SingleFile

Table of Contents

Overview #

SingleFile is a browser extension (available for Chrome, Firefox, Edge, and Safari) and a companion CLI tool that saves a complete web page into a single HTML file. Unlike “Save As” which produces an HTML file plus a folder of assets, SingleFile embeds everything – CSS stylesheets, images, fonts, SVGs, iframes, and canvas elements – directly into the HTML using data URIs and inline styles.

The result is a single .html file that faithfully reproduces the original page appearance when opened in any browser, with no external dependencies. This makes SingleFile output ideal for long-term archival: the file is self-contained, portable, and requires only a web browser to view.

Key Features #

Complete page capture – embeds all resources (CSS, images, fonts, SVGs, favicons, canvas, iframes) into a single HTML file.
Faithful rendering – preserves the visual appearance of the page as seen in the browser, including dynamically loaded content and JavaScript-rendered elements.
Browser extension – one-click saving from Chrome, Firefox, Edge, or Safari.

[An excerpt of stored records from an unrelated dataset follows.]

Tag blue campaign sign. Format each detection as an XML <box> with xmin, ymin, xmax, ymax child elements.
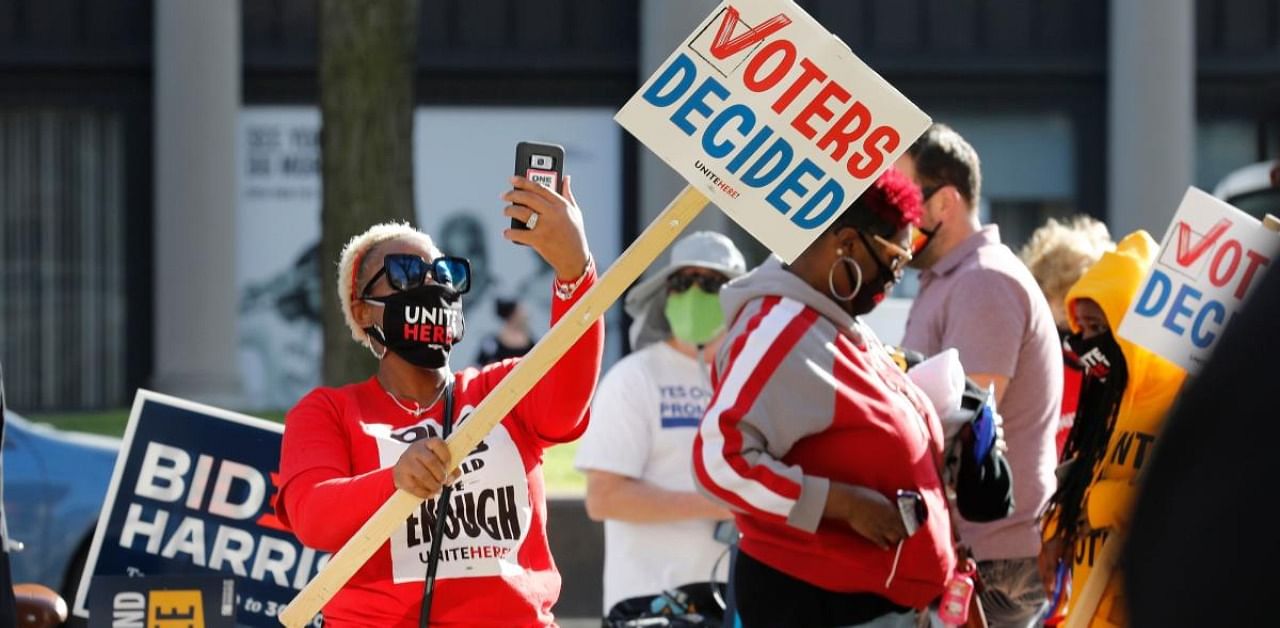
<box><xmin>76</xmin><ymin>390</ymin><xmax>329</xmax><ymax>627</ymax></box>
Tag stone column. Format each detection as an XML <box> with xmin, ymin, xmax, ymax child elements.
<box><xmin>152</xmin><ymin>0</ymin><xmax>242</xmax><ymax>407</ymax></box>
<box><xmin>1107</xmin><ymin>0</ymin><xmax>1196</xmax><ymax>239</ymax></box>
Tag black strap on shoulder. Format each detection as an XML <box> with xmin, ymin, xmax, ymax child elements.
<box><xmin>417</xmin><ymin>377</ymin><xmax>453</xmax><ymax>628</ymax></box>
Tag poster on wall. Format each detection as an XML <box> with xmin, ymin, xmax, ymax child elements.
<box><xmin>236</xmin><ymin>106</ymin><xmax>324</xmax><ymax>409</ymax></box>
<box><xmin>413</xmin><ymin>107</ymin><xmax>622</xmax><ymax>366</ymax></box>
<box><xmin>236</xmin><ymin>106</ymin><xmax>622</xmax><ymax>409</ymax></box>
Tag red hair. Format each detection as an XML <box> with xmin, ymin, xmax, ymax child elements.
<box><xmin>854</xmin><ymin>168</ymin><xmax>923</xmax><ymax>232</ymax></box>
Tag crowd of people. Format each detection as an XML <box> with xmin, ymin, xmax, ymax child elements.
<box><xmin>270</xmin><ymin>124</ymin><xmax>1239</xmax><ymax>627</ymax></box>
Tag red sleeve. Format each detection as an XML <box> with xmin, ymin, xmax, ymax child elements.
<box><xmin>484</xmin><ymin>267</ymin><xmax>604</xmax><ymax>445</ymax></box>
<box><xmin>276</xmin><ymin>390</ymin><xmax>396</xmax><ymax>551</ymax></box>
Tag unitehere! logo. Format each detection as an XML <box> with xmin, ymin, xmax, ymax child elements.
<box><xmin>111</xmin><ymin>588</ymin><xmax>205</xmax><ymax>628</ymax></box>
<box><xmin>118</xmin><ymin>441</ymin><xmax>329</xmax><ymax>590</ymax></box>
<box><xmin>641</xmin><ymin>6</ymin><xmax>901</xmax><ymax>229</ymax></box>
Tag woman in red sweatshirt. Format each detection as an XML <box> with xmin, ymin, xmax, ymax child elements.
<box><xmin>694</xmin><ymin>169</ymin><xmax>956</xmax><ymax>628</ymax></box>
<box><xmin>278</xmin><ymin>178</ymin><xmax>604</xmax><ymax>627</ymax></box>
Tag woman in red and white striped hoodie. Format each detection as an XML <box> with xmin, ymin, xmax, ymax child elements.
<box><xmin>694</xmin><ymin>169</ymin><xmax>955</xmax><ymax>628</ymax></box>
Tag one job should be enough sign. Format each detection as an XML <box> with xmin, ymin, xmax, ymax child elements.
<box><xmin>1120</xmin><ymin>188</ymin><xmax>1280</xmax><ymax>373</ymax></box>
<box><xmin>616</xmin><ymin>0</ymin><xmax>929</xmax><ymax>261</ymax></box>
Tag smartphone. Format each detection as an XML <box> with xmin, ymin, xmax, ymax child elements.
<box><xmin>897</xmin><ymin>490</ymin><xmax>929</xmax><ymax>536</ymax></box>
<box><xmin>511</xmin><ymin>142</ymin><xmax>564</xmax><ymax>229</ymax></box>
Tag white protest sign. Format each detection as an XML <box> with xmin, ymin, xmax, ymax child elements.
<box><xmin>1119</xmin><ymin>188</ymin><xmax>1280</xmax><ymax>373</ymax></box>
<box><xmin>614</xmin><ymin>0</ymin><xmax>929</xmax><ymax>262</ymax></box>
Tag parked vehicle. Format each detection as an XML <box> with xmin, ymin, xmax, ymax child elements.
<box><xmin>4</xmin><ymin>411</ymin><xmax>120</xmax><ymax>604</ymax></box>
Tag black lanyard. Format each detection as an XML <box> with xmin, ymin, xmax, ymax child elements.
<box><xmin>417</xmin><ymin>381</ymin><xmax>453</xmax><ymax>628</ymax></box>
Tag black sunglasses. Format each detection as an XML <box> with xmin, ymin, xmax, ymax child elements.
<box><xmin>667</xmin><ymin>272</ymin><xmax>728</xmax><ymax>294</ymax></box>
<box><xmin>361</xmin><ymin>253</ymin><xmax>471</xmax><ymax>298</ymax></box>
<box><xmin>920</xmin><ymin>183</ymin><xmax>950</xmax><ymax>205</ymax></box>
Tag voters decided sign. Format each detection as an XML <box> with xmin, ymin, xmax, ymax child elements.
<box><xmin>76</xmin><ymin>390</ymin><xmax>329</xmax><ymax>625</ymax></box>
<box><xmin>614</xmin><ymin>0</ymin><xmax>929</xmax><ymax>262</ymax></box>
<box><xmin>1120</xmin><ymin>188</ymin><xmax>1280</xmax><ymax>373</ymax></box>
<box><xmin>280</xmin><ymin>0</ymin><xmax>929</xmax><ymax>628</ymax></box>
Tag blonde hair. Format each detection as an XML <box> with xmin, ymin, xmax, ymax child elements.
<box><xmin>338</xmin><ymin>223</ymin><xmax>435</xmax><ymax>347</ymax></box>
<box><xmin>1018</xmin><ymin>215</ymin><xmax>1116</xmax><ymax>297</ymax></box>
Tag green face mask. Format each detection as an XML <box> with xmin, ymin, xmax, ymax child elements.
<box><xmin>666</xmin><ymin>285</ymin><xmax>724</xmax><ymax>347</ymax></box>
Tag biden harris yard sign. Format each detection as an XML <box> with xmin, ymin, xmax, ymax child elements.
<box><xmin>1119</xmin><ymin>188</ymin><xmax>1280</xmax><ymax>373</ymax></box>
<box><xmin>76</xmin><ymin>390</ymin><xmax>329</xmax><ymax>625</ymax></box>
<box><xmin>616</xmin><ymin>0</ymin><xmax>929</xmax><ymax>262</ymax></box>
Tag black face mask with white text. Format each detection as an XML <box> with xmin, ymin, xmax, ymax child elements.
<box><xmin>365</xmin><ymin>284</ymin><xmax>466</xmax><ymax>368</ymax></box>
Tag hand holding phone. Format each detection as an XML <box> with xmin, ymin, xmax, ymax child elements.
<box><xmin>511</xmin><ymin>142</ymin><xmax>564</xmax><ymax>229</ymax></box>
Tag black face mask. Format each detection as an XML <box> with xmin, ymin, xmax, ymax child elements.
<box><xmin>1062</xmin><ymin>331</ymin><xmax>1126</xmax><ymax>386</ymax></box>
<box><xmin>365</xmin><ymin>284</ymin><xmax>466</xmax><ymax>368</ymax></box>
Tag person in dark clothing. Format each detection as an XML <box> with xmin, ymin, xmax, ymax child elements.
<box><xmin>1121</xmin><ymin>269</ymin><xmax>1280</xmax><ymax>628</ymax></box>
<box><xmin>0</xmin><ymin>366</ymin><xmax>18</xmax><ymax>625</ymax></box>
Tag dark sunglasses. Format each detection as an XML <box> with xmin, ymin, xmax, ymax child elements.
<box><xmin>858</xmin><ymin>232</ymin><xmax>911</xmax><ymax>275</ymax></box>
<box><xmin>920</xmin><ymin>183</ymin><xmax>950</xmax><ymax>205</ymax></box>
<box><xmin>667</xmin><ymin>272</ymin><xmax>728</xmax><ymax>294</ymax></box>
<box><xmin>361</xmin><ymin>253</ymin><xmax>471</xmax><ymax>298</ymax></box>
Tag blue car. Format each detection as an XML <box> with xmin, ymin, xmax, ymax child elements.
<box><xmin>4</xmin><ymin>409</ymin><xmax>120</xmax><ymax>605</ymax></box>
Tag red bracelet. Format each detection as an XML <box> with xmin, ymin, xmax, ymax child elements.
<box><xmin>556</xmin><ymin>253</ymin><xmax>595</xmax><ymax>301</ymax></box>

Configurable via extension options.
CLI tool – single-file command-line interface for automated and batch archiving (uses headless Chromium).
Annotation support – optionally add highlights and notes to pages before saving.
Auto-save – can be configured to automatically save pages based on rules (URL patterns, time intervals).
Compact output – compresses embedded resources to minimize file size.
Metadata preservation – saves the original URL, page title, and save date in HTML meta tags and comments.

Basic Usage #

Browser Extension #

Install from the browser’s extension store.
Navigate to a page you want to archive.
Click the SingleFile icon in the toolbar.
The page is saved as a single .html file in your downloads folder.

CLI Tool #

# Install the CLI
npm install -g single-file-cli

# Save a single page
single-file "https://example.com/important-page" \
    --output "example-page.html"

# Batch save from a list of URLs
while read url; do
    single-file "$url" --output "archive/$(echo $url | md5sum | cut -c1-8).html"
done < urls.txt

git-annex / DataLad Integration #

Integration level: external.

SingleFile produces standalone HTML files that can be directly added to git-annex. Because each file is self-contained (no external dependencies), it is an ideal format for content-addressed storage.

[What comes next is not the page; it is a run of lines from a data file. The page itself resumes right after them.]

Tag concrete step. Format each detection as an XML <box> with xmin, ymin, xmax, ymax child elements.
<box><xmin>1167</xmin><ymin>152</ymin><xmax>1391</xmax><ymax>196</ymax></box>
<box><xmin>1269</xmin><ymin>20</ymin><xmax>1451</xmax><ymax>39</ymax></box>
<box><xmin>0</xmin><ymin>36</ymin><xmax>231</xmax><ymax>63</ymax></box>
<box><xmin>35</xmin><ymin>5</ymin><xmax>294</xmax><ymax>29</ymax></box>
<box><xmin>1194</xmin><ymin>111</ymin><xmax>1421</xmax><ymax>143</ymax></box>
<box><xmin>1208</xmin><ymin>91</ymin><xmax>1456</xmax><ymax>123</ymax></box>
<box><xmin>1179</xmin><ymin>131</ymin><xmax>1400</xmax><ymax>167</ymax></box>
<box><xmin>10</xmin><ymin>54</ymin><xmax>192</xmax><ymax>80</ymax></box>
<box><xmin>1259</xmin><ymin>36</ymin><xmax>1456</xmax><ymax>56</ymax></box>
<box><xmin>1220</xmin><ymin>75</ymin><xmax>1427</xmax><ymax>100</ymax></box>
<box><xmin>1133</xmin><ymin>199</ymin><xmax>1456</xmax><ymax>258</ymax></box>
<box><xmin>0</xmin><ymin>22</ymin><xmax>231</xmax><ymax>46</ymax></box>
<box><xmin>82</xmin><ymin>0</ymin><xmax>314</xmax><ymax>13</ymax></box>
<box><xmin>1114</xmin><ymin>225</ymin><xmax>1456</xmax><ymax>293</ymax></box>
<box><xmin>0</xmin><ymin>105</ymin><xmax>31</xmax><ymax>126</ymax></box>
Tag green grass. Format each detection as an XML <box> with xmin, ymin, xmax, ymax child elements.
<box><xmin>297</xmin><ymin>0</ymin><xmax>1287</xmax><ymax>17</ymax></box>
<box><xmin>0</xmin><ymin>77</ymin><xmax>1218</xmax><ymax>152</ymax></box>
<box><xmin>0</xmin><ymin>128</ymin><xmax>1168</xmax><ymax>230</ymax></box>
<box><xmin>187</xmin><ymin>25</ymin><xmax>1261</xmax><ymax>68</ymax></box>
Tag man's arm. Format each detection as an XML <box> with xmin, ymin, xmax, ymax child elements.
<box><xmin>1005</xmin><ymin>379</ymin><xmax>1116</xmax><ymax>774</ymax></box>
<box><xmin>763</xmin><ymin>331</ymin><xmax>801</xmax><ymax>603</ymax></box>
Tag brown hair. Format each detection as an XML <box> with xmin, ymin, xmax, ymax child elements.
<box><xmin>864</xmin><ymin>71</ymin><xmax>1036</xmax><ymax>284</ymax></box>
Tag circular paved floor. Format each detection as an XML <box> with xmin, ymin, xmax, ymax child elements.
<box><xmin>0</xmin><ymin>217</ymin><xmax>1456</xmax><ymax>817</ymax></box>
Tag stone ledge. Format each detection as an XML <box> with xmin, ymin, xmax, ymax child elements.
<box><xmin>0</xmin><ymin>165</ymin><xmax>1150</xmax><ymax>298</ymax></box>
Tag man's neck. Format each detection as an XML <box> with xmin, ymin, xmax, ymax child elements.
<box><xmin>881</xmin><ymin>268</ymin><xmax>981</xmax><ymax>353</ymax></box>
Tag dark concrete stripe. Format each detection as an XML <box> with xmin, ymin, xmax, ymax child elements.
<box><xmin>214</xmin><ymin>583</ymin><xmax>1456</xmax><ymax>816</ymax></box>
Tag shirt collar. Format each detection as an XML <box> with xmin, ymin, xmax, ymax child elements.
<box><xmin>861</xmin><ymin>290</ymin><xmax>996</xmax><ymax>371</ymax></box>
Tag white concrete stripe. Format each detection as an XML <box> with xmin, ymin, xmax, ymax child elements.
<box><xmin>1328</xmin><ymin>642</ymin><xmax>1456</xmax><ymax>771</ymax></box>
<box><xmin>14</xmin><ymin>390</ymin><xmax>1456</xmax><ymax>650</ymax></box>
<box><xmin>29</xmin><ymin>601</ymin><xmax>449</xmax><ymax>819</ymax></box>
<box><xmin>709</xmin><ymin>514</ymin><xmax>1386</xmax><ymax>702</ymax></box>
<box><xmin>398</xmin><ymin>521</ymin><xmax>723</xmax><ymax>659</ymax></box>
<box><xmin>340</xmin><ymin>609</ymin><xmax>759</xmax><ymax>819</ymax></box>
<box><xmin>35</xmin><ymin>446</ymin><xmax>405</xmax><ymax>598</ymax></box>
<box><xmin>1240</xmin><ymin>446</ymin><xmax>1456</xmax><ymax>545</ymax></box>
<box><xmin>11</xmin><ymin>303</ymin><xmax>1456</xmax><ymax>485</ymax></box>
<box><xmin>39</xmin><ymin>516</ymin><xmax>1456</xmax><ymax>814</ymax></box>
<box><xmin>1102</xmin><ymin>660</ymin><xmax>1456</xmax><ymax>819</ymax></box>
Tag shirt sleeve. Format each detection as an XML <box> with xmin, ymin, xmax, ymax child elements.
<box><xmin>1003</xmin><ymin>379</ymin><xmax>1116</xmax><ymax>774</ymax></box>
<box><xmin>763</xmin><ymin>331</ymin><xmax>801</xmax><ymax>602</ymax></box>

Adding SingleFile Output to a DataLad Dataset #

# Create or use an existing dataset
datalad create web-pages
cd web-pages

# Configure large file handling (SingleFile HTML can be several MB)
echo "*.html annex.largefiles=largerthan=100kb" >> .gitattributes

# Save a page and add to the dataset
single-file "https://example.com/page" --output "pages/example-page.html"
datalad save -m "Archive example.com/page via SingleFile"

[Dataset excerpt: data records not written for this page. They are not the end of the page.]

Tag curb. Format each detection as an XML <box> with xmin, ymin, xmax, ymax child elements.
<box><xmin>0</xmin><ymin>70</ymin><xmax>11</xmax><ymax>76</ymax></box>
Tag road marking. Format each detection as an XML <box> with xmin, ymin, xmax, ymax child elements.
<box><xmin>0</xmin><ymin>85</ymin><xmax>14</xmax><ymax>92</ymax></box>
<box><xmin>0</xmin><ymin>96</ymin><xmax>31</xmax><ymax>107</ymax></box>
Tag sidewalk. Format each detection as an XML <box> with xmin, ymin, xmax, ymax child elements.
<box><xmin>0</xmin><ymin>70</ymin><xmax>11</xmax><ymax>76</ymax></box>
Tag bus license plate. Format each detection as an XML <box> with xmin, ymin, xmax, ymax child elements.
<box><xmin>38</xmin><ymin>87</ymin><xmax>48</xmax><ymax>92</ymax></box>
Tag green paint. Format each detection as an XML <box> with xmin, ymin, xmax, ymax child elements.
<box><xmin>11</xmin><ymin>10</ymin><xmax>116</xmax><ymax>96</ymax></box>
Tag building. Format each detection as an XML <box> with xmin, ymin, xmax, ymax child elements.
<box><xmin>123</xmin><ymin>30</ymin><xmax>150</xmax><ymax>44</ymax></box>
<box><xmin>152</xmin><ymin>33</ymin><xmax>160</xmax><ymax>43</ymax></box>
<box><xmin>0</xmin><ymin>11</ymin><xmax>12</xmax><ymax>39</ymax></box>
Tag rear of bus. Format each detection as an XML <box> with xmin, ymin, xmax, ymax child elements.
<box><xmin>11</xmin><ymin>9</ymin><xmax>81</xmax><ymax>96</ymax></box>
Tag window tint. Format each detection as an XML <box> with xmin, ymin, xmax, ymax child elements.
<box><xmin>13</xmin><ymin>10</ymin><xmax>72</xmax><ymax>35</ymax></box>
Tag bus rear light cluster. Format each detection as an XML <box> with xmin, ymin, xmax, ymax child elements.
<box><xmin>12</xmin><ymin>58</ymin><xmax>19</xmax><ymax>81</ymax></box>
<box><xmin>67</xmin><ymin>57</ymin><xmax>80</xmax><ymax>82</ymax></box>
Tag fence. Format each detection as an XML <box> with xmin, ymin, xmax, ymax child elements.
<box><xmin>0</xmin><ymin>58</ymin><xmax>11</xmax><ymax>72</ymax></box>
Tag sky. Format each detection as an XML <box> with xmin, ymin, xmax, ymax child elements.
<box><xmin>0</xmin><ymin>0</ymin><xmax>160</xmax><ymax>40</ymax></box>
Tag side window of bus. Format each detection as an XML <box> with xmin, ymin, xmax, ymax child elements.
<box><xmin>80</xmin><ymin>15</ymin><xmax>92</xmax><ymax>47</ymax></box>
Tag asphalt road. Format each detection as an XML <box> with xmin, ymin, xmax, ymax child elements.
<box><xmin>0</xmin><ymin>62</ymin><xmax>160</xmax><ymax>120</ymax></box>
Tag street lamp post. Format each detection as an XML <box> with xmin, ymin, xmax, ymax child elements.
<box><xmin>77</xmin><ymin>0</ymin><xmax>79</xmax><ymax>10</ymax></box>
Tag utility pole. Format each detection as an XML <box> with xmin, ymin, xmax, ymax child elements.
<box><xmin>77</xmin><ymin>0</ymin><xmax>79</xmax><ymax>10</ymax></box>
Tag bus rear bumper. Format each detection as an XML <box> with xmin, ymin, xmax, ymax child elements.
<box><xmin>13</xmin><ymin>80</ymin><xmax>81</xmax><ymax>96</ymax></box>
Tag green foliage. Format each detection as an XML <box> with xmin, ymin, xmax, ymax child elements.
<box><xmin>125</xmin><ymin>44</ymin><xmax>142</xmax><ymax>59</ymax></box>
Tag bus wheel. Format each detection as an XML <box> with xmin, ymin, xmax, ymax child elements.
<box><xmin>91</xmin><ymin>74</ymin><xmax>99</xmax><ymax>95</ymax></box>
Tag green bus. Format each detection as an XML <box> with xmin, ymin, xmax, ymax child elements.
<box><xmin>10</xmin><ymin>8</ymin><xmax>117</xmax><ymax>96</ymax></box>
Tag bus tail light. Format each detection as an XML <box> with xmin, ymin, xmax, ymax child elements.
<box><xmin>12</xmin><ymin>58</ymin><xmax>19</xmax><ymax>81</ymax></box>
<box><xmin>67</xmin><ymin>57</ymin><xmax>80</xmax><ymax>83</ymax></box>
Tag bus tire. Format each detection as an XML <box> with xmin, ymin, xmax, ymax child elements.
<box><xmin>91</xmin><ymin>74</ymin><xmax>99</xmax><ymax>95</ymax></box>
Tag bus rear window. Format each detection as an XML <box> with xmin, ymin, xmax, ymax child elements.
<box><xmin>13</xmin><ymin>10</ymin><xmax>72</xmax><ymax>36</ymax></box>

Batch Archival with Provenance #

datalad run -m "Archive pages from urls.txt via SingleFile" \
    --input urls.txt \
    --output "pages/" \
    'while read url; do
        slug=$(echo "$url" | sed "s|https\?://||;s|/|_|g")
        single-file "$url" --output "pages/${slug}.html"
    done < urls.txt'

Integration with ArchiveBox #

SingleFile is also used internally by ArchiveBox as one of its archiving methods. If you use ArchiveBox, SingleFile output is already included in each snapshot. For standalone use, SingleFile is lighter weight and produces a single file per page rather than a directory structure.

AI Readiness #

Level: ai-partial.

SingleFile HTML files contain the full text content of the page, which is extractable by LLMs, but the content is interleaved with base64-encoded images, inline CSS, and HTML markup:

Text content – the actual article or page text is present in the HTML and can be extracted using standard HTML-to-text tools (BeautifulSoup, readability, trafilatura). Once extracted, it is fully ai-ready.
Structure – HTML heading hierarchy, lists, and tables provide semantic structure that LLMs can interpret.
Noise – navigation elements, ads, footers, and boilerplate are preserved along with the main content. A readability extraction step is recommended before feeding to LLMs.
Embedded binary data – images and fonts are base64-encoded inline. These increase file size significantly but are ignored by text-processing LLMs.

For AI workflows, the recommended pipeline is:

Archive with SingleFile (preserves full fidelity for human viewing).
Extract article text using a readability library (for AI consumption).
Store both the full HTML and extracted text in the dataset.